Prioritising Skilling: In the Union Budget 2023, there needs to be a renewed emphasis on skilling. The massive shifts in the world economies over the past ten years, sparked by technology and accelerated with the onset of the pandemic, have significantly impacted India's job market. Skill development will help people find, develop, and nurture their innate talent in any desired field. To further boost the Government's skill development endeavours, the Budget can enhance the Direct Benefits Transfer Scheme (DBT). The ability for learners to directly redeem skill stamps with skill partners would be a huge benefit. Each participant should be able to redeem their DBT-based benefits directly with the skill partner after successfully completing the said programme and be supported by a legitimate job covered by social security. It would be ideal to see this offered as a service because it will significantly impact the employability of young people in India.
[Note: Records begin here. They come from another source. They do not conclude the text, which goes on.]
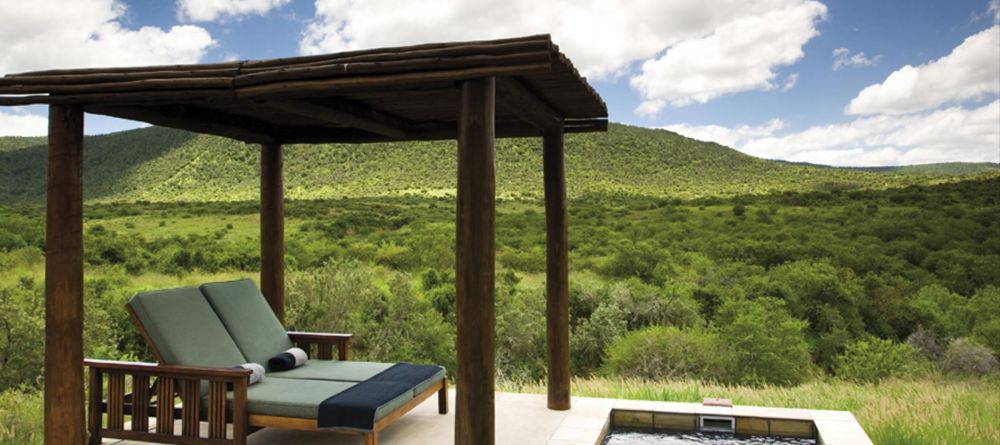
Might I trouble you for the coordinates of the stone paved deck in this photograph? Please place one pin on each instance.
(524, 419)
(521, 419)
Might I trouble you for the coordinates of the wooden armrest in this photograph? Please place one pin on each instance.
(173, 371)
(322, 339)
(319, 337)
(171, 381)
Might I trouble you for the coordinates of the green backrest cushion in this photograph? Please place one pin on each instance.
(248, 318)
(184, 328)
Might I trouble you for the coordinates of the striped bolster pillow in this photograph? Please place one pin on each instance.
(292, 358)
(256, 372)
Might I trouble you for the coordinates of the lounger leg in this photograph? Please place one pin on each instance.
(371, 438)
(443, 397)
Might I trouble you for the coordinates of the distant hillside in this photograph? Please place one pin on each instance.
(159, 164)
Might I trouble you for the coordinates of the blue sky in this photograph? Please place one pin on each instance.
(759, 76)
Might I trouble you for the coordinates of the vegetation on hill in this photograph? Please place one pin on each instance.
(159, 164)
(695, 270)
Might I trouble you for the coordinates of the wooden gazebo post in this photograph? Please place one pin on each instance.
(474, 263)
(64, 418)
(272, 228)
(557, 269)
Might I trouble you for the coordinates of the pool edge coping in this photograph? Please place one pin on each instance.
(589, 420)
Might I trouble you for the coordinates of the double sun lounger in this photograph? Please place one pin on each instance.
(201, 336)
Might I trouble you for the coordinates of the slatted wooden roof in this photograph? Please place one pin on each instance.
(388, 94)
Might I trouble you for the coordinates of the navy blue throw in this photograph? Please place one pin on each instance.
(281, 362)
(355, 407)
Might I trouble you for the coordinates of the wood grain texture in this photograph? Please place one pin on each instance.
(475, 262)
(191, 408)
(116, 401)
(94, 412)
(557, 270)
(140, 403)
(64, 398)
(272, 228)
(165, 406)
(217, 410)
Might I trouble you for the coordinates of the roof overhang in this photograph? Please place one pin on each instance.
(388, 94)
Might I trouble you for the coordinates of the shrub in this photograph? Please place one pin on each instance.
(984, 309)
(942, 310)
(21, 417)
(763, 342)
(22, 321)
(926, 342)
(665, 352)
(389, 320)
(875, 359)
(967, 357)
(520, 330)
(592, 336)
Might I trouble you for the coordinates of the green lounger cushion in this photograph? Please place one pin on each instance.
(338, 371)
(184, 328)
(248, 318)
(301, 398)
(333, 370)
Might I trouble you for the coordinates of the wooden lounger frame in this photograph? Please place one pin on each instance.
(155, 388)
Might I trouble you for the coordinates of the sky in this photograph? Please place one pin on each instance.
(837, 82)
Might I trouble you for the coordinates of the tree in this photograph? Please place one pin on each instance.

Providing Tax Relief for Salaried Workers: In India, salaried workers make up a significant portion of the tax base and are crucial to the nation's economy. In light of this, it is important to consider Income Tax Rules like Section 80JJAA (towards Net employment generation) to support job growth and creation. This section encourages employment growth in the nation by allowing businesses to deduct the costs of adding new employees from their taxable income. Increasing the number of employed people and paying taxes can support the economy and help create more jobs. Since 2014, the implementation wage has been capped at INR 25,000 per month, but it is necessary to revise this figure to account for inflation over the past eight years. An increase to INR 50,000 would be ideal for providing quality jobs and the benefits of economic prosperity to all. Additionally, this will lessen unemployment's financial strain on the Government and society.
Empowering SMEs and their Employees: Medium-Sized Enterprises (MSMEs) were among the hardest hit by the pandemic's onset. These businesses employ 1.8 workers per unit, and nearly 115 million workers do not have access to social security. This places them at a significant disadvantage regarding retirement planning, healthcare access, and other crucial aspects of financial security. Employees with coverage make significantly more money than those without, with a staggering difference in net take-home pay and employer costs of almost 30%. The states will benefit from more formal employment and enhanced ESIC and EPFO coverage, promoting investment in infrastructure and healthcare.
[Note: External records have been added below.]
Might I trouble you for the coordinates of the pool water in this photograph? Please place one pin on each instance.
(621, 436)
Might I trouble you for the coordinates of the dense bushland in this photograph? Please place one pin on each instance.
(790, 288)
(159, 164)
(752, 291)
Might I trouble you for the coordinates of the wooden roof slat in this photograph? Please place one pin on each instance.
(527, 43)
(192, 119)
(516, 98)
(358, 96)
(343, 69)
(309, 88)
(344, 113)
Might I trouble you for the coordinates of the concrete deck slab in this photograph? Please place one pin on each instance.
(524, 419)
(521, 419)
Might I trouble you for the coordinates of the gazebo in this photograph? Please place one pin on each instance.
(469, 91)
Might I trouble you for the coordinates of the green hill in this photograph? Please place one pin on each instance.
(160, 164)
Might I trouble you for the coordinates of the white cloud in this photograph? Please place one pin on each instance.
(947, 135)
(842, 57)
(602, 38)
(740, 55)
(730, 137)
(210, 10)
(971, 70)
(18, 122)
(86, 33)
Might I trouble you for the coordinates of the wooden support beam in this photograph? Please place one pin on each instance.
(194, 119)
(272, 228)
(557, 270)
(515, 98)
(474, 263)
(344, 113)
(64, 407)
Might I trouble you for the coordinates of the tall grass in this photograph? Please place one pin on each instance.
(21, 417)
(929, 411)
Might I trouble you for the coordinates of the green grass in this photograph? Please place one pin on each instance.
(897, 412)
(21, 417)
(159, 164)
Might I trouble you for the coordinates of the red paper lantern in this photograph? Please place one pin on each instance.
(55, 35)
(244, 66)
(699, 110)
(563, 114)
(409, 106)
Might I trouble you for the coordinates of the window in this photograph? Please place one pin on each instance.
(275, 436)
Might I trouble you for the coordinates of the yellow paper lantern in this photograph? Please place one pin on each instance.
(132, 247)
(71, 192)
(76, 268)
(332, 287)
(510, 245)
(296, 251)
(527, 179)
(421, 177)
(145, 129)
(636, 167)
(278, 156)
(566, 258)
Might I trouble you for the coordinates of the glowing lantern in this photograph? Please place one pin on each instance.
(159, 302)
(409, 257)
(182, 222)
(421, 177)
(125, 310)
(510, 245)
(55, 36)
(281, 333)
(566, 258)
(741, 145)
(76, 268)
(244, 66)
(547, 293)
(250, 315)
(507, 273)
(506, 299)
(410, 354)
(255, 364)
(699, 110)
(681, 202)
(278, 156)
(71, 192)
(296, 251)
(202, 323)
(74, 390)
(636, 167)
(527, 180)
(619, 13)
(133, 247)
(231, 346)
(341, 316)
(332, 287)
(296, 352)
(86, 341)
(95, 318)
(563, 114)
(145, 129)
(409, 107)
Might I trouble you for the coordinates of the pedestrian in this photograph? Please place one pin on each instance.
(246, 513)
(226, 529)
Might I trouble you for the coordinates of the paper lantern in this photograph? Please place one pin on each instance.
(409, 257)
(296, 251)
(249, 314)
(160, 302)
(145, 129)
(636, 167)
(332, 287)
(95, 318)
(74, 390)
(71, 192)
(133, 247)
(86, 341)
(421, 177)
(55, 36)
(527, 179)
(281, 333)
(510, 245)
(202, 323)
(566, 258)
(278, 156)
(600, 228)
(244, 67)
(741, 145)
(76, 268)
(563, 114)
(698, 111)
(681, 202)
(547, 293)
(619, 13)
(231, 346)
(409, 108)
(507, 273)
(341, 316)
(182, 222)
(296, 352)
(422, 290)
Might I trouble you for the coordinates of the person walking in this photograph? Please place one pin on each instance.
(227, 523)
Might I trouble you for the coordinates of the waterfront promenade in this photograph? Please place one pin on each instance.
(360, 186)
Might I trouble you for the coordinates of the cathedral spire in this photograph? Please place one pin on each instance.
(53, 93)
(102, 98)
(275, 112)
Extension of Production Linked Incentive (PLI) Scheme to Generate Massive Job Opportunities:
Labour Codes: As India holds the Presidency of the G20 this year, it is an opportune time to focus on implementing the four labour laws and addressing the country's labour and compliance challenges. These efforts should be prioritized by implementing the easier codes and engaging with all stakeholders to address the others. Therefore, this year should not be missed as an opportunity for implementation.
In India, the distinction between formal and informal work is often blurred, with many people working in the informal sector without legal protection or benefits. The World Economics' Quarterly Informal Economy Survey (QIES) latest report estimates that India's informal economy is 43.1 per cent of the total economy. Hence, there is huge potential for formalization in the next ten years, which would be decisive for the future of the youth and the country. The Union Budget 2023 can help aid this by allocating funds for programmes that create formal employment opportunities to protect workers' rights and provide them with social security. It would also boost economic growth and tax revenue, especially amidst unpredictable macroeconomic conditions. We ardently hope that the Government continues the good work so far and announces a Budget that accommodates the needs of the working class for a better India.
Views are personal. The author is President- Workforce Management, Quess Corp.